Certains locataires sont pourtant handicapés.

Marie-Thérèse Fraquet est handicapée. Elle habite au deuxième étage de cet immeuble qui est sans ascenseur depuis 19 mois.

Marie-Thérèse sort de la chemise cartonnée rose le dossier qu’elle a constitué. Lettres au bailleur, courriers recommandés, constat d’huissier… Avec d’autres locataires de l’immeuble, elle a notamment signé une pétition exigeant que l’ascenseur soit réparé.

Lassés de ne recevoir aucune réponse satisfaisante, ils ont fixé une date butoir. Ils ne paieront plus leur loyer si l’ascenseur n’est pas réparé d’ici le 20 septembre.

Voilà 19 mois, que les habitants des étages de cet immeuble de Vertou sont contraints de prendre les escaliers. Certes, il n’y a qu’un rez-de-chaussée et trois étages mais Marie-Thérèse est handicapée par des opérations successives des hanches et un accident. D’autres locataires ont des enfants en bas âge et sont obligés de descendre les escaliers avec les plus petits dans la poussette.

Lyzzie, qui habite elle aussi au deuxième, a deux enfants. Elle doit prendre la poussette dans ses bras avec le petit dernier sanglé pour descendre.

“C’est la galère souffle-t-elle, la poussette, les courses…”

Un couple croisé dans le hall d’entrée, près de l’escalier, commence à chercher ailleurs. Ils habitent au troisième. Ils n’en peuvent plus. Eux aussi ont un tout petit.

En 2015 déjà des malfaçons

Marie-Thérèse bénéficie de la solidarité de ses voisins qui lui montent ses courses mais cela fait trop longtemps que ça dure. Alors, elle a pris les choses en main et s’est faite la porte-parole des habitants.

Elle avait déjà haussé le ton lorsque, peu de temps après avoir emménagé dans cet immeuble alors récent en 2015, elle avait obtenu que les nombreuses infiltrations d’eau soient réparées. Cela avait débouché sur des mois de travaux qui avaient contraint certains à déménager momentanément.

voir le reportage réalisé en 2015 sur les malfaçons dans ce même immeuble

Marie-Thérèse vit dans un T3 avec son compagnon Michel, qui souffre du diabète. “On (Atlantique Habitations) nous a proposé de nous trouver un autre logement, dit-elle, mais ils nous proposent une maison avec un étage. C’est comme ici. Et puis ici, on a tout sous la main, commerces, bus…” Alors elle ne veut pas partir.

Comme les autres locataires, elle voudrait qu’on répare cet ascenseur pour lequel tous continuent de payer des charges, même si “un geste commercial” a été fait par le bailleur qui leur a octroyé 80 euros de remboursement. Pour 19 mois de galère.

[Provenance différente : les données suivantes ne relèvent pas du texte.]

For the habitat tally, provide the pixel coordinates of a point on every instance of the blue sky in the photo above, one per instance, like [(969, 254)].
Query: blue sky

“Quand l’ascenseur est tombé en panne, raconte Marie-Thérèse,  j’avais peur de prendre l’escalier, de tomber, c’est mon compagnon qui m’aide.”

Un constat d’huissier

Le constat fait par l’huissier sollicité par les locataires est accablant. Daté du 11 août 2020, photos à l’appui, il confirme : “l’ascenseur ne fonctionne pas. À droite de la porte, il est affiché « ascenseur à l’arrêt », en dessous « date prévisionnelle de remise en service :   » Pas de date.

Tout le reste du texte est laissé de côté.